The 32-ounce jars of sauce — available online or for pick up at their flagship Broadway restaurant — is part of the restaurant’s employee relief fund, which has already raised more than $22,000 for workers at its Upper West Side and Times Square locations.

Carmine’s closed down both of its large-scale dining rooms on March 15, two days before the statewide mandated closure of bars and restaurants to dine-in customers, putting its hundreds of employees out of work.

“This includes over 450 cooks, bartenders, barbacks, servers, bussers, porters, managers, chefs, hosts, and many more,” the restaurant wrote. “These are the people who have cooked your dinner, prepared your drinks, waited for your tables, and made your special occasions unforgettable.”

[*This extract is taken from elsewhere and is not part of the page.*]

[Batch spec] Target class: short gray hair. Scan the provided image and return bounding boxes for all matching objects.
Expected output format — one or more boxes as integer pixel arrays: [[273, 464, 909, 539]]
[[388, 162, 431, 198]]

The sauce sale, first reported by I Love The Upper West Side blog, will give 100 percent of the proceeds from the $15 jars to the employee relief fund.

The restaurant is also donating 50 percent of gift card sales to the fund and $5 from each sale of their cookbooks.

Carmine’s first opened their 2450 Broadway restaurant on the Upper West Side in 1990. The eatery now has locations in Times Square, Atlantic City, Washington D.C., Las Vegas, and in the Bahamas.

The employee relief fund is specifically for its New York City workers.

It is one of several fundraisers that have been set up to help New York City’s restaurant industry during the stay-at-home order. Local business improvement districts have also thrown their efforts behind restaurants by keeping track of which businesses are still open, if only for delivery, and how best to help them.